The dynamic interaction between NFκB and Nrf2 signaling pathways plays a pivotal role in coordinating metabolic and inflammatory responses, highlighting their integrated regulation during cellular adaptation to stress. While NFκB primarily regulates pro-inflammatory gene expression, Nrf2 predominantly modulates antioxidant and anti-inflammatory responses, as well as metabolic homeostasis [54]. HO-1, a key transcriptional target of Nrf2, contributes to the anti-inflammatory effects of this pathway through its enzymatic products, which attenuate NFκB activation and iNOS activity [55]. Emerging evidence suggests that Nrf2 also influences mitochondrial function by modulating the expression or activity of PGC-1α, which regulates mitochondrial biogenesis [56]. Previous studies have reported impairments in Nrf2, HO-1, and PGC-1α signaling in the brains of animals subjected to diabetes mellitus models [57,58]. RSV, in turn, has been identified as a potent inducer of Nrf2 [59]. In our study, RSV increased the gene expression of these key mediators under basal conditions and protected the downregulation of Nrf2 and PGC-1α under high-glucose stress.
The present study presents some limitations that should be acknowledged.
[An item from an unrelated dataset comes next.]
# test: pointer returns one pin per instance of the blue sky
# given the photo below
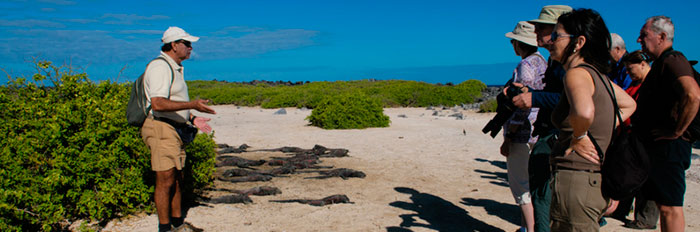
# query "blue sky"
(432, 41)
Although the use of the C6 cell line presents inherent limitations and cannot fully reproduce the complexity of astrocytes, it constitutes an established cellular model for exploring cell signaling, gene expression, and even intrinsic astrocyte functions [60,61,62,63], often yielding results comparable to those obtained in primary astrocyte cultures, including under metabolic stresses [5,64,65]. Nevertheless, future studies employing primary astrocyte cultures (including 3D models) and in vivo models, as well as assessing time and dose-dependent effects, are necessary to confirm the present findings and further characterize the glioprotective actions of resveratrol.
In summary, we demonstrated that high glucose induces multiple changes in astroglial functions, particularly affecting metabolic and inflammatory processes (Figure 5). Considering their roles, astroglial cells have emerged as potential cellular targets for protective strategies, including against glucose disorder metabolism. Furthermore, our data showed that RSV may represent a relevant glioprotective strategy, modulating important targets for glioprotection, such as NFκB, Nrf2, and PGC-1α. Finally, bioactive compounds from plant-based foods, such as RSV, are being increasingly explored for their protective effects against metabolic complications, including diabetes-induced neuroinflammation. Cumulative preclinical evidence strongly supports that combining the established antidiabetic agent metformin with RSV can further mitigate diabetes-associated complications [66]. Therefore, RSV may serve as a promising adjuvant to conventional treatments, enhancing therapeutic outcomes in diabetes-related pathologies.

Author Contributions

Conceptualization, V.S., C.-A.G., G.L., L.D.B. and A.Q.-S.; Formal analysis, V.S., F.R.P.D., R.R.d.S.A., K.M.W., N.M.G., E.R., C.-A.G., G.L., L.D.B. and A.Q.-S.; Funding acquisition, L.D.B.; Methodology, V.S., F.R.P.D., R.R.d.S.A., K.M.W., N.M.G., G.L., L.D.B. and A.Q.-S.; Resources, G.L. and A.Q.-S.; Visualization, V.S., E.R. and A.Q.-S.; Writing—original draft, V.S., E.R., L.D.B. and A.Q.-S.; Writing—review and editing, V.S., F.R.P.D., R.R.d.S.A., K.M.W., N.M.G., C.-A.G., G.L. and A.Q.-S. All authors have read and agreed to the published version of the manuscript.

Funding

This study was supported by the Conselho Nacional de Desenvolvimento Científico e Tecnológico (CNPq, #307210/2022-7), Coordenação de Aperfeiçoamento de Pessoal de Nível Superior (CAPES, #88887.647826/2021-00), Fundação de Amparo à Pesquisa do Estado do Rio Grande do Sul (FAPERGS, #24/2551-0001319-9), Universidade Federal do Rio Grande do Sul, and Instituto Nacional de Ciência e Tecnologia para Excitotoxicidade e Neuroproteção (INCTEN/CNPq, 465671/2014-4).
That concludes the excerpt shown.